Voyeurism is pleasure through peeking in on others’ private moments. Some would call that perverted… but everyone does it all the time. Movies. Reality TV. It’s all voyeurism; a camera serves exactly as the voyeurist’s insert, and they watch in intimate detail everything that goes on in the character’s life. The reason it’s thought of as okay is because, well, it isn’t real. But are you certain? And if it’s not real, do you want to spend time on it?
Art imitates life, life imitates art, an old debate. But I’ll just take the connection away instead of choosing a side. There’s clearly a connection between art and life. So whatever you consume leaves some imprint on you. I mean, that’s why people consume it, for it may enhance life. But it can also distort. People are misled into expecting things that just ain’t so. It causes despair.
It ain’t so much the things that people don’t know that makes trouble in this world, as it is the things that people know that ain’t so.
— Mark Twain
Now I can’t watch any movie, any depiction of real life without a seering self-awareness that leaves me disgusted. Some of my favourite scenes now leave a bitter taste, because I realized absolutely every part of it is not real. I know that sounds absurd. Of course you vaguely know it’s not real. But I mean really comprehend it. That it’s only in the director’s mind. You could have the most elegant monologue and it just only exists in the director’s mind. There’s something sad about that. You’re peeking unabashedly at someone else’s interworkings, on full display for… profit predominantly. It’s a one way conversation, almost giving an impression that is what all your connections will forever be.
So, with all of that as background, I wanted to investigate my current hypocritical state of mind. I don’t find as much disgust with cartoons, animation, drawings. And I suppose it’s because the medium is divorced from reality. They’re cartoons. It’s a character, not an actor fulfilling a character, and you’re ‘reminded’ every second as you watch it. Despite this reasoning, I’m deluding myself. There’s still the same loneliness. One still can mistake it for reality. How many crestfallen princesses has Disney made? Through all of the years there’s a subconscious build up of unrealistic expectations. So I recede further from real life and let others’ imaginations lead me, paint my world for me, make my own conclusions with their carefully constructed fake scenarios. Isn’t that a form of death? It comes with amnesia too! It’s scary to think how long I’ve been just watching stuff, cartoon or not. I’ve been ensnared for so long. And my takeaway is that, although it uplifted me and made the world slightly colorful, the transaction of time wasn’t necessarily all that great. Cartoons certainly feel life-affirming, but nothing is quite as life-affirming as giving it your best each day on things you care about. In short, it was mostly a time sink, a break from life.

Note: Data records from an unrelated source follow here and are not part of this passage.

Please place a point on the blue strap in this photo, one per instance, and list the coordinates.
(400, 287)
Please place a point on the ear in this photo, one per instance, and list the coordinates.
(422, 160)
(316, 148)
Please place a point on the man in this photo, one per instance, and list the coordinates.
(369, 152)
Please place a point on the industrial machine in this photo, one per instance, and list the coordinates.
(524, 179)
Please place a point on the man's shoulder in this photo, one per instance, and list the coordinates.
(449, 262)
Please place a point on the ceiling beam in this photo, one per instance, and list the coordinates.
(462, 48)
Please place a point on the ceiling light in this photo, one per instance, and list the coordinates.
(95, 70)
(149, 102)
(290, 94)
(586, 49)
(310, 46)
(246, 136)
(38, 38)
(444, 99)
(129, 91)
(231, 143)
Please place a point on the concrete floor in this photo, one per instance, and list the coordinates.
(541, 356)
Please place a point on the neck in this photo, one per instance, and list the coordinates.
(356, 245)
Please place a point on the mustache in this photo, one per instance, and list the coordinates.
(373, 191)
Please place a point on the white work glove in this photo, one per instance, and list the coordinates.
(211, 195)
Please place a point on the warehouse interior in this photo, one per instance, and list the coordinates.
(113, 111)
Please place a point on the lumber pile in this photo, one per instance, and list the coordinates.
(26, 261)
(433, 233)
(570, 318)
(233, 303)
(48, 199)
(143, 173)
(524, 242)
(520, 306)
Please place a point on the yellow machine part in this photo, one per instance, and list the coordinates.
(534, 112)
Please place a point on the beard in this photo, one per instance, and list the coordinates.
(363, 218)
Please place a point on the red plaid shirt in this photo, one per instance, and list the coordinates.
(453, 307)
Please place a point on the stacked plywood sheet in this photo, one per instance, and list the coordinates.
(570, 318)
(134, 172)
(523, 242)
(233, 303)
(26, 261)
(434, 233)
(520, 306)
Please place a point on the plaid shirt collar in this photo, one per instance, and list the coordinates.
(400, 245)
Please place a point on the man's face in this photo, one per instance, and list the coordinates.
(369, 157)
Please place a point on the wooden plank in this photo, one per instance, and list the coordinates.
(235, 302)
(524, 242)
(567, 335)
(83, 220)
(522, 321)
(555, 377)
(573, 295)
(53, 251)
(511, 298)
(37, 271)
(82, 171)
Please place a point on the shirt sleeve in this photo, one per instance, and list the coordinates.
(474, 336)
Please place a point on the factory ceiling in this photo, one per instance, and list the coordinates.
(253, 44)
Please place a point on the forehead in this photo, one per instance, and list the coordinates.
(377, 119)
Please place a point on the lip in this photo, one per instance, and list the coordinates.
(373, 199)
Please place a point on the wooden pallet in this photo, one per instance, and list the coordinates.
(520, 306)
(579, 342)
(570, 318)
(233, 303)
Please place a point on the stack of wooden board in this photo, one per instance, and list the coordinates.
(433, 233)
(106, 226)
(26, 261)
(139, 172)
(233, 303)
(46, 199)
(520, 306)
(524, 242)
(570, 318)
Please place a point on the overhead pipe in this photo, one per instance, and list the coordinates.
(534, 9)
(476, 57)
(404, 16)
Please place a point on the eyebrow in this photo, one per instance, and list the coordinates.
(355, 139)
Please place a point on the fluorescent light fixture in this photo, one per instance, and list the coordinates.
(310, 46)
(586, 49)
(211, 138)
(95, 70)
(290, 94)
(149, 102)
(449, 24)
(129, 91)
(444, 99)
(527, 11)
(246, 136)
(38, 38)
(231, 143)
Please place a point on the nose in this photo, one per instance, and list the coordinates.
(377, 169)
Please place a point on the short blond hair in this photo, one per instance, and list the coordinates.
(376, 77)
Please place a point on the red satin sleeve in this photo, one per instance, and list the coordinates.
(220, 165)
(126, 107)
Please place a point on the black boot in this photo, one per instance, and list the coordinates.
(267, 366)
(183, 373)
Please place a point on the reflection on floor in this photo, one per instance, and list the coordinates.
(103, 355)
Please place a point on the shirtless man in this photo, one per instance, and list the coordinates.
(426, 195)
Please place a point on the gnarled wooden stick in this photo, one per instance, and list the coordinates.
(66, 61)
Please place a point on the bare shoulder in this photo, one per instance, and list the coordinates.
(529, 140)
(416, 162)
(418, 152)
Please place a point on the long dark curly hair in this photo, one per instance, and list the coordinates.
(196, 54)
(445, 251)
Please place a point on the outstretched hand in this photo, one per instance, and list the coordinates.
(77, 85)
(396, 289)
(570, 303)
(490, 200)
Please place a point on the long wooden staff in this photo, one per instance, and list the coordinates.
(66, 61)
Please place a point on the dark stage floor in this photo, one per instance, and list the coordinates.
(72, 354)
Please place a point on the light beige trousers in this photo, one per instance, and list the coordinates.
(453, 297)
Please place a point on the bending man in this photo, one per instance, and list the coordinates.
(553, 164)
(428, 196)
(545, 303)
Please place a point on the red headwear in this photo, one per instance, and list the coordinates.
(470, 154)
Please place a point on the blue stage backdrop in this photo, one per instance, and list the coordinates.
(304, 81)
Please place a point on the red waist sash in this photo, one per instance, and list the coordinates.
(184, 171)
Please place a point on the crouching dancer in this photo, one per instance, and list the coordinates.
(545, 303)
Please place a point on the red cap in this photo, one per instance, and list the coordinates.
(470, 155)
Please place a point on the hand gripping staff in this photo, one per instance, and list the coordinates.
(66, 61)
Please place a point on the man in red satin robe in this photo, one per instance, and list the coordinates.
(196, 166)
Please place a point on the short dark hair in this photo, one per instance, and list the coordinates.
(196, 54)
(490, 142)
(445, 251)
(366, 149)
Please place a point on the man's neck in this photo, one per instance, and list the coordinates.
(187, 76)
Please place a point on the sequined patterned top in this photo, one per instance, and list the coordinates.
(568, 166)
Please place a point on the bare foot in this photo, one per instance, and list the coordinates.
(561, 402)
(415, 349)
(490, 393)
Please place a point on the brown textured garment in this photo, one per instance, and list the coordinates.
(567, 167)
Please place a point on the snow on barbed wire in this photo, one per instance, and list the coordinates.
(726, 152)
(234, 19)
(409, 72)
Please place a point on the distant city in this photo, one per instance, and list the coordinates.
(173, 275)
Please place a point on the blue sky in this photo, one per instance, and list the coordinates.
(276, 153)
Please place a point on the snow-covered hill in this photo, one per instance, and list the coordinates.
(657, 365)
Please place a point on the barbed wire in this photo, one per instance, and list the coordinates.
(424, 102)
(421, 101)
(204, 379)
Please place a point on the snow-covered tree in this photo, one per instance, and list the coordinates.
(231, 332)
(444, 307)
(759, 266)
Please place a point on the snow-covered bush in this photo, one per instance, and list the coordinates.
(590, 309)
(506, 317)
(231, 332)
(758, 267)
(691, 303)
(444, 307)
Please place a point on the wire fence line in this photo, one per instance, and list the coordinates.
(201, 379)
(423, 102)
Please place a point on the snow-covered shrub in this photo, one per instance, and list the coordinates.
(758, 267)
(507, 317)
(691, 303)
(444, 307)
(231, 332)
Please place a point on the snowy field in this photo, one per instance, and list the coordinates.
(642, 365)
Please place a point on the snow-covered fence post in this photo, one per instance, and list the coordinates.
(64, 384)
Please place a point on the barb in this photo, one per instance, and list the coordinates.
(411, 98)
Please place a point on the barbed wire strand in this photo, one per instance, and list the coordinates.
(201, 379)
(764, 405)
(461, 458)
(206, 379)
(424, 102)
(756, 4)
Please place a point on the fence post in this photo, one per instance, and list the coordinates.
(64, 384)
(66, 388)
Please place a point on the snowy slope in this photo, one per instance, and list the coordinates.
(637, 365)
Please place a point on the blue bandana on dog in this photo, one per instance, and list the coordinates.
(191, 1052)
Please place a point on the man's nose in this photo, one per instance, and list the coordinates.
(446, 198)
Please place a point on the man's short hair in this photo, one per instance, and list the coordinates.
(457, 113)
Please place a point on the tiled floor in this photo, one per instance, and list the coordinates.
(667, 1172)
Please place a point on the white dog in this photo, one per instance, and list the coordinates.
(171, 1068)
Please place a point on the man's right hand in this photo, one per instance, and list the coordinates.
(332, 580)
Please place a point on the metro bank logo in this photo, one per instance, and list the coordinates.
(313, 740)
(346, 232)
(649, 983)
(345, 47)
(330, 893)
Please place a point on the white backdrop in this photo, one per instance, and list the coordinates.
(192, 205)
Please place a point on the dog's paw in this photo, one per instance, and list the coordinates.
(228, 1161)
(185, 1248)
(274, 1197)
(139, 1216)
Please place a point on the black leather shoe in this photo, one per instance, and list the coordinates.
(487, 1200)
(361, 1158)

Real life is hard. We keep looking for substitutes because we think the real thing is too hard, but I would say that’s all the more reason to figure it out. So if whatever I’m reading or watching does not add anything else beyond escapism, I’ll have to tap out. Although the boundaries I ought to draw are still rather vague, I feel like this is the right direction. It’s a first step. It sucks when your own flippant feelings betray your better senses. I suppose it reveals you haven’t comprehended the situation fully, even though you thought you did. What you know just ain’t so.